と、またいつものように三人で話しているとそこに飯塚くんがやってきた。
「白石くん」
「飯塚」
「先程の試合。見事なセッターだった。進藤が認めるのも分かるよ」
と、急に賞賛の言葉を送ってくれた。それを聞いて翔太が胸を張る。なんでお前がドヤるねん。
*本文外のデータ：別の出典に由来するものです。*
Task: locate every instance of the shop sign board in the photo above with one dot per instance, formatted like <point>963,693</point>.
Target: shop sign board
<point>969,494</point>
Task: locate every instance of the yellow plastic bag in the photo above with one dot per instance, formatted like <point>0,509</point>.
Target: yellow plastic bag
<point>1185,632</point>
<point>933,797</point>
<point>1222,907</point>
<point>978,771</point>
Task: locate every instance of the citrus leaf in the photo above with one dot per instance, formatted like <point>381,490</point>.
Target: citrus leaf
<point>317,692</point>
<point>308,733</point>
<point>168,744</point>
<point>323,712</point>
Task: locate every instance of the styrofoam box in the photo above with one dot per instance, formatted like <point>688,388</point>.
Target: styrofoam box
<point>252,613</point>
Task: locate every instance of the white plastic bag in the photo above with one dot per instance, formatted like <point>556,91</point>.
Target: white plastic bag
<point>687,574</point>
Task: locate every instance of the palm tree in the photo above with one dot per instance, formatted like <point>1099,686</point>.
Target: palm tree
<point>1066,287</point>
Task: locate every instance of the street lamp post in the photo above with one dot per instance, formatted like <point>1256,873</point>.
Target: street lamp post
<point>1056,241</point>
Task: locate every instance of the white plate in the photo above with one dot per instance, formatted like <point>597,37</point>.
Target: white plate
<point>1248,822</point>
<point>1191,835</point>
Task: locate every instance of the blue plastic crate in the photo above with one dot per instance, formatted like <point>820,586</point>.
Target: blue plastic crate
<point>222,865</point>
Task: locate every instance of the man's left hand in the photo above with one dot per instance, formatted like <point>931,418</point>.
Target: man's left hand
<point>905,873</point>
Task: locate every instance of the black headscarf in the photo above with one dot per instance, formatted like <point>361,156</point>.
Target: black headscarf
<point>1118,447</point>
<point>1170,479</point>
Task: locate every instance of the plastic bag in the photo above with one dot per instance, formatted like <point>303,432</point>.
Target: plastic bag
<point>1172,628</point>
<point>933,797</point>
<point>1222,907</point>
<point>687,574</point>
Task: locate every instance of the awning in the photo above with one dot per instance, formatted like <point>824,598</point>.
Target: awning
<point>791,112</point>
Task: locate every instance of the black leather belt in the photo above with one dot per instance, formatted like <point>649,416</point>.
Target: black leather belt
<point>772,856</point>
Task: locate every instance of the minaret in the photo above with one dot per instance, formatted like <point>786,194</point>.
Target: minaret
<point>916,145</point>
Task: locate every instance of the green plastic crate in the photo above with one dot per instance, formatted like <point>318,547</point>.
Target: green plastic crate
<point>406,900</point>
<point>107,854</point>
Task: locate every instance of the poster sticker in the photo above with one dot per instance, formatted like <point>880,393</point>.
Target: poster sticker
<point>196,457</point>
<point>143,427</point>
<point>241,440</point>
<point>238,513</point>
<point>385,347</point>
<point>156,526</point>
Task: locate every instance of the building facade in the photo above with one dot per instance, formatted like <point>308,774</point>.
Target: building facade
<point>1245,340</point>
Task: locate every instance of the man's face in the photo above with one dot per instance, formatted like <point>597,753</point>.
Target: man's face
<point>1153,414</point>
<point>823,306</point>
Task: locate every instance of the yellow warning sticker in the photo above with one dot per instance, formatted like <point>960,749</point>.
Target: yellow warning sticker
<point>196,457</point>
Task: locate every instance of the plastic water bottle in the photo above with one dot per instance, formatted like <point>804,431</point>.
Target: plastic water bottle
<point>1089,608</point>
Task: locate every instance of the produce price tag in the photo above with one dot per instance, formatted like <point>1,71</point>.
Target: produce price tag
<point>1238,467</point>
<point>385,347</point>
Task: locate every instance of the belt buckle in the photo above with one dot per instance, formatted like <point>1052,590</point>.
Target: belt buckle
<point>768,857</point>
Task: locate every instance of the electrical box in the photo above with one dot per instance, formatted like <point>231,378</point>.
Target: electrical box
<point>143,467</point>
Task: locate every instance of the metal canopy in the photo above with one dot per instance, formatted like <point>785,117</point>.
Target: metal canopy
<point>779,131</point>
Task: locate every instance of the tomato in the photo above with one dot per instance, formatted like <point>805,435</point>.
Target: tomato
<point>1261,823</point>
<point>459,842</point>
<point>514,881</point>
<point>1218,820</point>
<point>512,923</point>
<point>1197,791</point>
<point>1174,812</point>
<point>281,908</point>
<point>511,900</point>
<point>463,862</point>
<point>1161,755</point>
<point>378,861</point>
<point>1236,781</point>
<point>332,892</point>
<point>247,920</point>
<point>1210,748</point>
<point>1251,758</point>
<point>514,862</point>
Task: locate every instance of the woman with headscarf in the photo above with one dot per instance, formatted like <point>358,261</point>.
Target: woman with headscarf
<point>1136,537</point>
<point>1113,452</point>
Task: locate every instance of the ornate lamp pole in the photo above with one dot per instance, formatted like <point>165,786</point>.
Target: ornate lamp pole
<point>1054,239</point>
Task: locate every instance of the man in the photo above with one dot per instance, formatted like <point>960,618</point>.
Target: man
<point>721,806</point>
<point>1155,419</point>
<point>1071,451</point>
「できれば………そうだな。君にバレー部に入ってもらいたいんだが………」
「……………は?」
「冗談じゃないよ。僕は本気さ」
真剣な目で俺から目を逸らさずに言う。その瞳から、どれだけ本気かどうかを窺わせる。
「……悪いな。俺のトスは翔太専用なんだ。諦めてくれ」
折角だが、断る。実際俺は翔太としか合わせれないし、今入っても、飯塚と翔太の推薦があっても部員には中々認められないだろう。
「………そうか、それは残念だな」
と、ははっと笑った。
「体育の時に、君のトスを打てることを願っているよ」
「あぁ。巡り合わせが合えばな」
多分そうないだろうが。
それじゃあと言って教室から出ていく飯塚。
「そろそろ俺らも飯食おうぜ。いろは、そろそろ」
「うん」
最後に一際強くぎゅっとしてから離れる。胸に少し温もりが残ったが、すぐに消えた。
「どこでくう?」
「中庭でいいだろ」
「いつもそこだもんね。翔太くん、荷物持ち」
「………へいへい」
と、俺らも教室を出ていった。
(………すげぇ白石。あの槙野さんに抱きつかれても顔色ひとつも変えなかった)
(飯塚くん、いろはちゃん白石くんに抱きついたままだったけど喋りに行ったわ……ある意味すごいわ)
「そういえば誰が俺を保健室に運んだんだ?」
「俺。緑が倒れてやべぇ!って思って無我夢中で運んだんだ」
「そうか。ありがとな」
「でも、廊下走ってる時なんかキャーキャーうるさかったぞ?」
「それは翔太くんがみーくんをお姫様抱っこで運んだからでしょ?」
「………………え?」
なろうランキングで、恋愛の現実で39位に入ることが出来ました!ありがとうございます!!これも皆さんのお陰です!!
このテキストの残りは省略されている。